Recommendation from others in the industry may be the only way of getting a job at some big companies nowadays as a result of the crackdowns on unpaid internships which have been likened, ridiculously and slightly insensitivity, to slave labour. Making a rapid, sweeping generalisation here: Everyone dreams of working at Vogue. If you love fashion, the thought has probably crossed your mind at least once or twice. For the lucky some, interning here was a reality. They got to live and breathe fashion and brush shoulders with icons like Anna Wintour. Although it probably wasn’t very glamorous but we all know not to expect that anyway. However, some can’t take the heat and compared it to a real-life The Devil Wears Prada experience and ruined it for everyone.

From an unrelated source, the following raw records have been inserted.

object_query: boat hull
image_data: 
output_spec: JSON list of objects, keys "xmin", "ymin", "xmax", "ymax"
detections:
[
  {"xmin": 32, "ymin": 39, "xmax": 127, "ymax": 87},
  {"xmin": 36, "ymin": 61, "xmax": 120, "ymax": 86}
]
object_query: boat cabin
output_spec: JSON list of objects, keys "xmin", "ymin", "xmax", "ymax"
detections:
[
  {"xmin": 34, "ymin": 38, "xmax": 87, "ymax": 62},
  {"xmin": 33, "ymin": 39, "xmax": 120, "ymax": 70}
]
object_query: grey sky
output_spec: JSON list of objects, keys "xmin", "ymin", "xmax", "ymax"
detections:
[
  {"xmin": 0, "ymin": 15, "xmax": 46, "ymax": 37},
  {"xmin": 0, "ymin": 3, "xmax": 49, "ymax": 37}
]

If you plan to intern at Vogue, or even any other Conde Nast title (The New Yorker, Vanity Fair, W, WWD), think again. Unless you are lucky enough to have some close personal connection who can find a way to jump through flaming hoops and sneak you through the door, it is not going to happen. Conde Nast has discontinued its internship programme after former interns at W and The New Yorker sued in regard to unpaid labour laws.

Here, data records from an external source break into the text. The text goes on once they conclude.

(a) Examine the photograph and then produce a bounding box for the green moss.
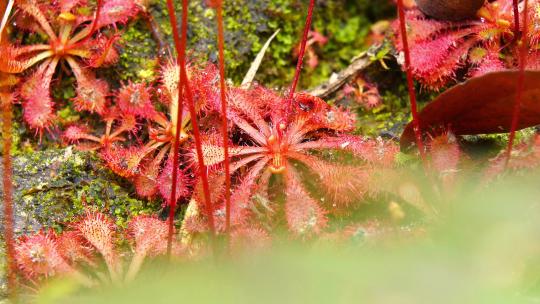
[114,20,159,82]
[356,105,410,138]
[463,128,537,146]
[258,0,395,89]
[458,128,538,159]
[52,75,77,101]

Were these former interns right for speaking up? I’d say no. Firstly, they have completely tarnished their own names and therefore credibility in the industry. I can’t see how anybody would want to hire them after this, mainly because unpaid internships are expected and pretty much a requirement for working in fashion. To find yourself above this makes you look most unprofessional and unwilling to work hard. Secondly, as a result of their complaining, the chances and opportunities of up-and-coming talent have been slashed. Yes, everyone knows it is shitty having to work for free but that is just the way it is. Grow up and get down to business.
Am I being harsh? Perhaps. But you need to be tough in business. Yes, it is ridiculous working for free, especially because the cities in which the most fashion opportunities exist are among some of the most expensive to live in – in the entire world. According to the Telegraph, Paris is the 8th most expensive, New York the 5th and London the most expensive as of 2014 to reside. However, if you want to work in fashion, you’re generally not in it for the money, more for the love of it. You’re used to having little money to spend (or splurge). You realise that until you are about 35 you’re likely to make so little that you question why you’re still doing it. Throughout college (when most people are doing internships), it is vital to work on your time management skills so you can afford to do unpaid work. Work in a coffee shop, a restaurant, a bar – wherever you can to make the ends meet. Work in fashion retail at the weekend to gain some relevant experience too. Put 100% effort in for your four years of college and do it until you think you can’t do it any longer. Push yourself to breaking point and if you still want it, fashion is the industry for you. If you don’t care any longer, if you don’t have a burning passion, if you don’t spend your spare time thinking of something else you need to do in order to succeed, save yourself some time and money; just go home.